Do spend some time watching the talk below:
By focusing our attention on the screens in front of us, we escape from the realities of our relationships and situations at work, at home and at play. We’re constantly shifting our attention from one screen to another, from talking to a friend face-to-face to WhatsApp-ing another, from listening to a presentation to having our own backconversations on Twitter.
Our focus and concentration has been totally obliterated into bite-sized atoms. With hundreds or thousands of friends/followers/likers (and lurkers) to cultivate, all we can afford is a sentence here or a snide remark there.
When I look around me on public buses, trains and shopping centres, everybody is staring hard into a smartphone. I myself am guilty of this, although lately I immerse myself more in books than in ceaseless and unending updates on social networks.
As Sherry has rightfully pointed out, the new adage is “I share, therefore I am”. By texting, sharing photos, commenting and posting videos of ourselves on Facebook, Twitter, Youtube, Google+ and myriad other platforms, we feel more complete, connected and “alive” as a being.
Like a friend who will never say “no” to you or tell you what you don’t want to hear, our mobile devices sometimes become more important than the real flesh and blood person standing in front of you.
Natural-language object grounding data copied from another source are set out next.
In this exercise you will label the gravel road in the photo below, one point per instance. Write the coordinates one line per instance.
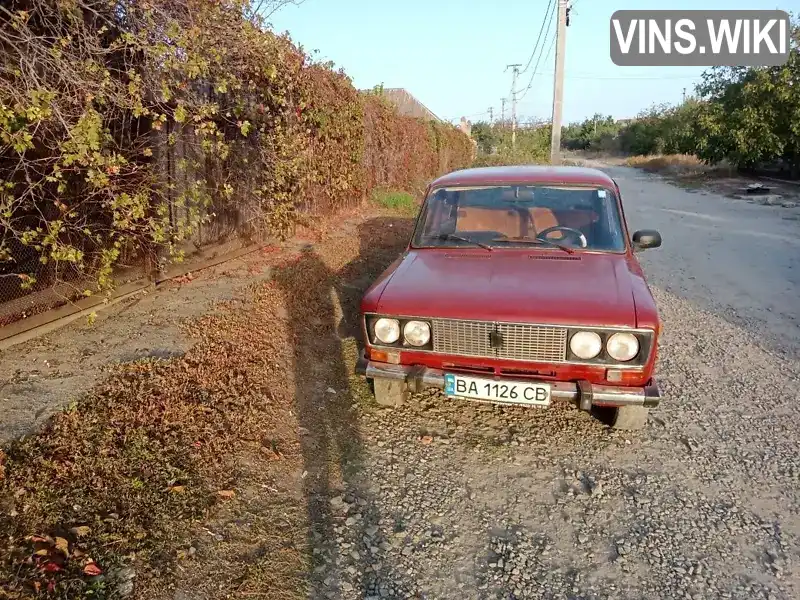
(459, 500)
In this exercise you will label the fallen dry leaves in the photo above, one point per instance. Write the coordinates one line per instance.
(105, 471)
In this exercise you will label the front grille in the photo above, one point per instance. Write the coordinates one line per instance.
(532, 342)
(520, 342)
(467, 338)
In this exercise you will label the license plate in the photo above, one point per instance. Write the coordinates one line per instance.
(506, 392)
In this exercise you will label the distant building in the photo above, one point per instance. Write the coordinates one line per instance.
(408, 105)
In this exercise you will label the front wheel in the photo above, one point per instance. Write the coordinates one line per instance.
(623, 418)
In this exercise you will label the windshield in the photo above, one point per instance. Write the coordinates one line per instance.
(507, 216)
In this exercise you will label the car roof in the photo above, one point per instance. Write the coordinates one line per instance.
(524, 174)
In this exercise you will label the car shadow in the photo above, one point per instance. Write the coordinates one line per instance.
(345, 542)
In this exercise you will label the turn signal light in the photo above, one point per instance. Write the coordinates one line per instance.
(625, 377)
(388, 356)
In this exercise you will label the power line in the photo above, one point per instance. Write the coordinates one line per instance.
(541, 52)
(536, 68)
(545, 19)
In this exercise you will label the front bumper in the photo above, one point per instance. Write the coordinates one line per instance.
(582, 393)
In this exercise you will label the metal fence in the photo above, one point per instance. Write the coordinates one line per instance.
(48, 286)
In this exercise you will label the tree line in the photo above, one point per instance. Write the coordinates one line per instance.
(748, 117)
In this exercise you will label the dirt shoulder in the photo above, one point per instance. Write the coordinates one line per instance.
(219, 412)
(689, 173)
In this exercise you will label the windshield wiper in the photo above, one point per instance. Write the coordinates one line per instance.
(537, 241)
(451, 236)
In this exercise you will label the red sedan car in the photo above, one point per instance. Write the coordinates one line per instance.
(520, 285)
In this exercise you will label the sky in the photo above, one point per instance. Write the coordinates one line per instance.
(452, 54)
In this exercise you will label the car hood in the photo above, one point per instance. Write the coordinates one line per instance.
(509, 285)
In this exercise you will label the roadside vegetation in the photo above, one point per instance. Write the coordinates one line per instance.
(495, 148)
(399, 201)
(745, 118)
(739, 118)
(142, 124)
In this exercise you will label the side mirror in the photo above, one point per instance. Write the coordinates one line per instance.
(646, 238)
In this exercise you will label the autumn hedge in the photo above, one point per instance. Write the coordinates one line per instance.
(126, 124)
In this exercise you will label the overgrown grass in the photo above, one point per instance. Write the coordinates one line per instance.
(138, 473)
(399, 201)
(680, 165)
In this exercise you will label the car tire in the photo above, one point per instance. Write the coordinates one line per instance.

How often have we spent time with our family members or friends, staring at the big or small screens in front of us, with nary a word passing between us?
Its a paradox that the more connected we are, the most isolated we end up becoming. What’s especially ironical is that we are so addicted to these devices that we’re afraid of being with ourselves. Literally and metaphorically.
The most crushing phenomenon of our 24/7, always online and always on lifestyles is its effect on the younger generation. Teens these days have lost the ability to conduct a decent conversation. They become fidgety, nervous, and agitated when pulled away from these screens.
Honestly speaking, so do many of us “non-teens”!
Perhaps now is the time for us to regain our physical, emotional and mental selves away from the digitised bits. Let us put away those devices when the time comes for us to talk to one another, play, laugh and sleep. Let us give the people around us – our family, our friends, our associates, our colleagues – our attention and focus wherever we can, even when they ramble. Let us learn to listen and to engage each other again.